Frequências comparativas

Como mostrado acima, cada um desses diferentes elementos existe dentro de um dos três corpos humanos.

Se podemos acessar um certo nível de frequência (e seus aspectos associados) depende de qual estágio atingimos em nossa prática. Nos primeiros dias, geralmente estamos conectados somente ao reino físico, governado por nossos cinco sentidos. À medida que progredimos, podemos começar a “sintonizar” o corpo energético e sentir o fluxo de Chi e a rotação do Tan Tien. Somente quando isso tiver sido trabalhado, podemos ir mais longe e nos conectar com o corpo espiritual, que existe em uma faixa de frequência muito mais alta. Nossa capacidade de nos conectar com nossa verdadeira consciência depende de nossa capacidade de alcançar o reino da energia espiritual (Shen). Para atingir esse estágio, devemos ter refinado nossa sensibilidade interna a um nível alto.

O corpo espiritual só pode ser acessado por meio de períodos de profunda quietude interior. É aqui que a energia da coluna entra em jogo.

De acordo com o pensamento taoísta, o extremo vazio de Wuji é o ponto onde a consciência humana se origina. Essa centelha de intenção original é conhecida como nossa “consciência semente/monada”; é o aspecto de nossa consciência que carrega a informação divina, nos dando o potencial para a libertação espiritual dentro de nossa existência. Nossa natureza congênita é a manifestação da verdadeira consciência humana, nascida da consciência semente. É esse aspecto da consciência que manifesta as qualidades compassivas semelhantes às do sábio Lao Tse, que manifestaríamos se fôssemos capazes de nos libertar dos grilhões da mente. As emoções governam a maioria de nossos pensamentos, fala e ações. As emoções se movem  como ondas de nossa natureza congênita -por natureza, elas estão constantemente mudando.

Ao distorcer nossos pensamentos, as emoções nos impedem de acessar com sucesso nossa própria natureza congênita. Essas distorções cognitivas emocionais dão origem à nossa natureza adquirida, que se acumula ao longo de nossas vidas, camada sobre camada. Nossa natureza adquirida é o aspecto de nossa mente que é governado pela lógica, preconceito e parcialidade. No pensamento new-age,  a mente adquirida é geralmente referida como o “ego/personalidade” –  o aspecto do eu humano com o qual nos identificamos falsamente.

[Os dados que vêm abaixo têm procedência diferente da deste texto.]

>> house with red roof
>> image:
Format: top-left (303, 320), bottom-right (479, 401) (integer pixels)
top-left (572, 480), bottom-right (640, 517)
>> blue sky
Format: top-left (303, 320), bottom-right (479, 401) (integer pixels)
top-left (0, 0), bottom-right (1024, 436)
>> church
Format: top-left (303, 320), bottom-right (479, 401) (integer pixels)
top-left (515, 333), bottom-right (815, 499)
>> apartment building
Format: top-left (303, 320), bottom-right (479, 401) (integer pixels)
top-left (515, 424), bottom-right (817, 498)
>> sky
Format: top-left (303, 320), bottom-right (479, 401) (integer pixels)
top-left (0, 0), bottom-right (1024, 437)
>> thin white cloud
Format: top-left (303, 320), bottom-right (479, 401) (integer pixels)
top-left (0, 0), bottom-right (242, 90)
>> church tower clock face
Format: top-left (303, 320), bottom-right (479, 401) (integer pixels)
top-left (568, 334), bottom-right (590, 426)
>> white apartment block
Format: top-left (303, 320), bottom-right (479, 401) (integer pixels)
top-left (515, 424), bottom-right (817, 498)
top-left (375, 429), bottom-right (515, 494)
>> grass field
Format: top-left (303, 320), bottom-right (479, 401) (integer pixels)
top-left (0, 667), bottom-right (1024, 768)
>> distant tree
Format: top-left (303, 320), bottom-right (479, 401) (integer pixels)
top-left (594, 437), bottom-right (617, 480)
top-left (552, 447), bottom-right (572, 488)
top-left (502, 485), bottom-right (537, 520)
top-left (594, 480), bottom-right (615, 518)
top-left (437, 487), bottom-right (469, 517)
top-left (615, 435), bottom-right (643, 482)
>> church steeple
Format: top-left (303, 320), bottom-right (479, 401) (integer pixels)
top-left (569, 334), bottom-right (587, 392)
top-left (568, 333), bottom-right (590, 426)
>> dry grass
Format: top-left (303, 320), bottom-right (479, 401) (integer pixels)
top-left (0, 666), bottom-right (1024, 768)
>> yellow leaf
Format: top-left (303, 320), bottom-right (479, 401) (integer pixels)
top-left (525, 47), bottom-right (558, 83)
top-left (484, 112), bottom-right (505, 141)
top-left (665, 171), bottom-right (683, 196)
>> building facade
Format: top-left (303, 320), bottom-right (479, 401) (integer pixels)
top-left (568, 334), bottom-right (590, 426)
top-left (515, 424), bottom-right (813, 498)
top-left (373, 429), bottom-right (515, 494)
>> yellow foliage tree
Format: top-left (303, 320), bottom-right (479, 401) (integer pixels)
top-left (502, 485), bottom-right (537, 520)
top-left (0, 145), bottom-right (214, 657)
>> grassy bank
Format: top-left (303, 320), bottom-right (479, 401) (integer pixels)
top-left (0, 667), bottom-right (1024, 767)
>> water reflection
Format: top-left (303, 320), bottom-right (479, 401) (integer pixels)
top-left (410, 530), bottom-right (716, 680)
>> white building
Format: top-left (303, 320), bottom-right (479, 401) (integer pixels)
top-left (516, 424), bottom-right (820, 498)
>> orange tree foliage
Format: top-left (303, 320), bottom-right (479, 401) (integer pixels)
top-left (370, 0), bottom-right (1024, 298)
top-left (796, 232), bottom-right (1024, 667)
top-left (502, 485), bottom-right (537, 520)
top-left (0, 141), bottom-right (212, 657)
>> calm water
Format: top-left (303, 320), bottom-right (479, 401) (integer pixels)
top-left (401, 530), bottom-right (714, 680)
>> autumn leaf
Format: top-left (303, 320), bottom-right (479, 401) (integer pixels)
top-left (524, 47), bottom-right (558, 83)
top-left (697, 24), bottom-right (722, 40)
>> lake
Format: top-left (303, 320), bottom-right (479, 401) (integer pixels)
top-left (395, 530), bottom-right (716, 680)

Em seus estágios de desenvolvimento, a consciência pode ser vista como se  movendo para fora em círculos concêntricos. Por meio de uma forma espiritual de  movimento centrífugo, a quietude do nosso verdadeiro eu se expande para criar nossa natureza congênita primeiro e depois nossa natureza adquirida. Os aspectos  mais profundos do treinamento taoísta visam trabalhar com as camadas de nossa natureza adquirida. Usamos nossa natureza adquirida para navegar em nossas vidas cotidianas e  é também através das lentes distorcidas de nossa natureza adquirida que vemos a natureza do mundo. A tradição taoísta estava preocupada em se desfazer das camadas da natureza adquirida para retornar ao aspecto congênito de nossa consciência. Em teoria, isso deveria nos permitir contatar a quietude diretamente que existe no coração de tudo. Ao ir além de qualquer forma de identificação individual, chegamos em união direta com o Tao. Cada aspecto da filosofia taoísta tem uma contrapartida direta e literal no microcosmo do organismo humano que pode ser experimentado por meio de nossa prática. A natureza da mente humana não é exceção a isso. Ao tocar a quietude que está em nosso âmago, devemos entender como nossa própria consciência se formou a partir deste ponto e começar a dissolver as camadas de natureza adquirida que foram se acumulando ao longo de nossas vidas.